9. A tour of std libs¶

Text processing:
	string, re, difflib, textwrap, unicodedata, stringprep, readline, rlcompleter
Binary data services:
	struct, codecs
Data types:	datetime, calendar, collections, collections.abc, heapq, bisect, array, weakref, types, copy, pprint, reprlib, enum
Numeric and Math:
	numbers, math, cmath, decimal, fractions, random, statistics
Functional programming:
	itertools, functools, operator
File and directory access:
	pathlib, os.path, fileinput, stat, filecmp, tempfile, glob, fnmatch, linecache, shutil, macpath
Data peristence:
	pickle, copyreg, shelve, marshal, dbm, sqlite3
Data compression:
	zlib, gzip, bz2, lzma, zipfile, tarfile
File formats:	csv, configparser, netrc, xdrlib, plistlib
Cryptographic:	hashlib, hmac
OS:	os, io, time, argparse, getopt, logging, getpass, curses, platform, errno, ctypes
Concurrent:	threading, multiprocessing, concurrent.futures, subprocess, sched, queue, dummy_threading
Networking:	socket, ssl, select, selectors, asyncio, asyncore, asynchat, signal, mmap
Internet:	email, json, mailcap, mailbox, mimetypes, base64, binhex, binascii, quopri, uu
Structured markup:
	html, xml.etree, xml.dom, xml.sax
Internet protocols:
	webbrowser, cgi, wsgiref, urllib.request, urllib.response, urllib.parse, urllib.error, urllib.robotparser, http, fptlib, poplib, imaplib, nntplib, smtplib, smtpd, telnetlib, uuid, socketserver, http.server, http.cookies, http.cookiejar, xmlrpc, ipaddress
Multimedia:	audioop, aifc, sunau, wave, chunk, colorsys, imghdr, sndhdr, ossaudiodev
I18n:	gettext, locale
Porgram frameworks:
	turtle, cmd, shlex
GUI:	tkinter
Development tools:
	pydoc, doctest, unittest, unittest.mock, test
Debugging and profiling:
	bdb, faulthandler, pdb, profile, timeit, trace, tracemalloc
Packaing and distribution:
	distutils, ensurepip, venv
Runtime:	sys, sysconfig, builtins, __main__, warnings, contextlib, abc, atexit, traceback, __future__, gc, inspect, site, fpectl
Custom python interpreters:
	code, codeop
Importing:	zipimport, pkgutil, modulefinder, runpy, importlib
Language:	parser, ast, symtable, symbol, token, keyword, tokenize, tabnanny, pyclbr, py_compile, compileall, dis, pickletools
Misc:	formatter
MS:	msilib, msvcrt, winreg, winsound
Unix:	posix, pwd, spwd, grp, crypt, termios, tty, pty, fcntl, pipes, resource, nis, syslog
Superseded:	optparse, imp

Where you can find those standard libs ?

sys.path

/usr/lib/python2.7 /usr/lib/python3.4

9.1. datetime - Basic date and time types¶

There are two kinds of date and time objects: “naive” and “aware”.

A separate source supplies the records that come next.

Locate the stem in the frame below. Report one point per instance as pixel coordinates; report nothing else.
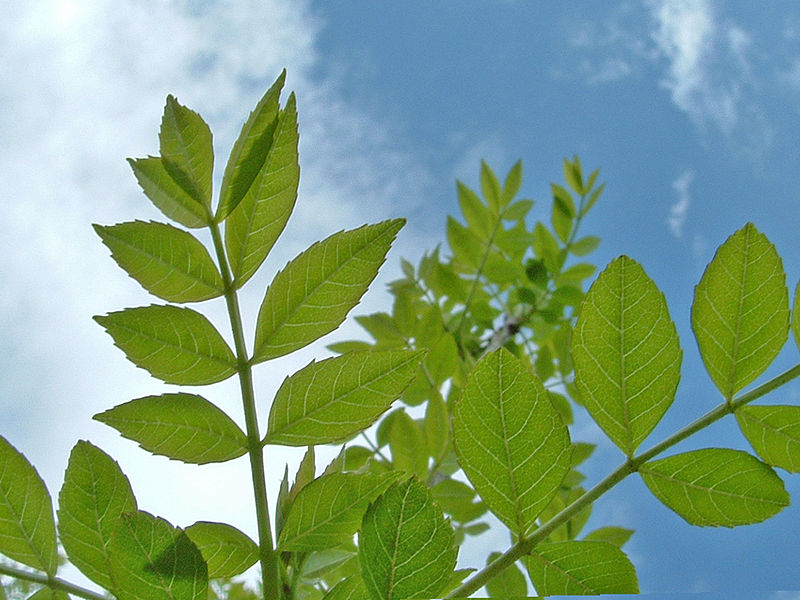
(268, 557)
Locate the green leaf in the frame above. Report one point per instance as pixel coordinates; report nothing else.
(168, 262)
(180, 426)
(405, 545)
(227, 551)
(626, 352)
(581, 568)
(152, 559)
(169, 197)
(740, 313)
(250, 150)
(328, 511)
(252, 229)
(716, 487)
(510, 441)
(774, 433)
(330, 400)
(314, 292)
(27, 529)
(94, 495)
(176, 345)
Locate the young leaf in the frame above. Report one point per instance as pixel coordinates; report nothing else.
(740, 314)
(314, 292)
(581, 568)
(168, 262)
(510, 441)
(180, 426)
(94, 495)
(716, 487)
(774, 433)
(176, 345)
(152, 559)
(626, 352)
(27, 529)
(330, 400)
(328, 511)
(405, 546)
(255, 225)
(227, 551)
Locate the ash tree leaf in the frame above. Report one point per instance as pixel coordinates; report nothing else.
(581, 568)
(774, 433)
(330, 400)
(314, 292)
(168, 262)
(510, 441)
(626, 352)
(227, 551)
(328, 511)
(406, 546)
(180, 426)
(716, 487)
(740, 313)
(254, 226)
(176, 345)
(152, 559)
(27, 528)
(94, 495)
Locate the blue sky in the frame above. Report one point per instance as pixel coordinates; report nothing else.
(689, 107)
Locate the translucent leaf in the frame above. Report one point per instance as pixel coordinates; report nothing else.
(180, 426)
(314, 292)
(740, 313)
(510, 441)
(27, 528)
(177, 345)
(626, 352)
(227, 551)
(168, 262)
(330, 400)
(581, 568)
(252, 229)
(716, 487)
(405, 546)
(774, 433)
(94, 495)
(328, 511)
(152, 559)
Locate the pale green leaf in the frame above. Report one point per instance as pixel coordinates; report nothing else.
(405, 545)
(94, 495)
(740, 314)
(176, 345)
(180, 426)
(716, 487)
(27, 528)
(166, 261)
(330, 400)
(626, 352)
(510, 440)
(312, 295)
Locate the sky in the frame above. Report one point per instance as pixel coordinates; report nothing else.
(690, 108)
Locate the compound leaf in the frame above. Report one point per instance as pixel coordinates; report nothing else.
(740, 313)
(180, 426)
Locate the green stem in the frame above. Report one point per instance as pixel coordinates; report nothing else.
(268, 557)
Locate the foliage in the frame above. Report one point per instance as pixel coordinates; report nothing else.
(489, 345)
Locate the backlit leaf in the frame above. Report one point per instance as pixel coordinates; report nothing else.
(716, 487)
(177, 345)
(626, 352)
(740, 313)
(180, 426)
(314, 292)
(510, 440)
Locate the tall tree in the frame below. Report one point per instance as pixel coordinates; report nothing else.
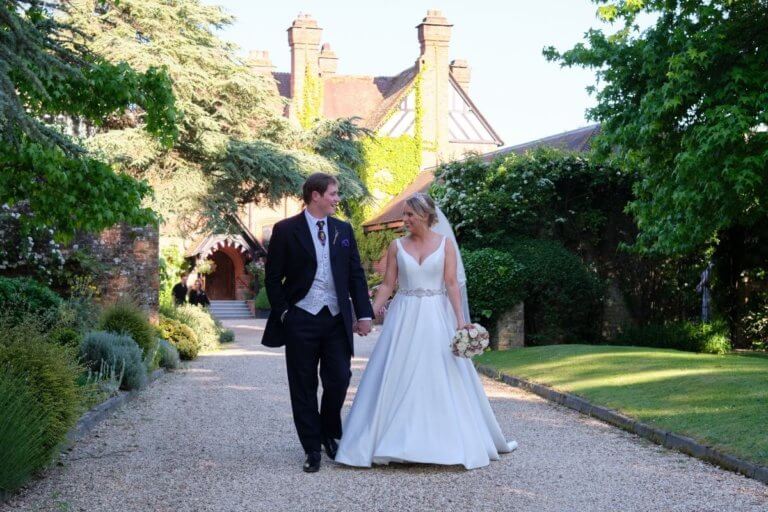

An aware object has sufficient knownledge of applicable algorithmic and political time adjustments, such as time zone and daylight saving time information, to locate oitself relative to other aware objects.

Availabe types

datetime.date
datetime.time
datetime.dateteime
datetime.timedelta
datetime.tzinfo: An abstract base class for time zone information objects.
datetime.timezone: A class that implements the tzinfo abc as a fixed offset from the UTC.

Objects of these types are immutable.

Objects of the date type are always naive.

Naive:

>>> import datetime
>>> now = datetime.datetime.now()                   # Date and Time
>>> now
datetime.datetime(2014, 10, 21, 7, 32, 44, 964045)
>>> now.date()
datetime.date(2014, 10, 21)
>>> now.time()
datetime.time(7, 32, 44, 964045)

>>> day = datetime.date(2012, 12, 12)               # Date
>>> day.year, day.month, day.day, day.isoweekday(), day.isoformat()
(2012, 12, 12, 3, '2012-12-12')
>>> tm = datetime.time(19, 30, 00)                  # Time
>>> tm.hour, tm.minute, tm.second, tm.isoformat()
(19, 30, 0, '19:30:00')

>>> past = dateteime.datetime.now() - now           # Time delta
>>> past, str(past), past.total_seconds()
(datetime.timedelta(0, 615, 431954), '0:10:15.431954', 615.431954)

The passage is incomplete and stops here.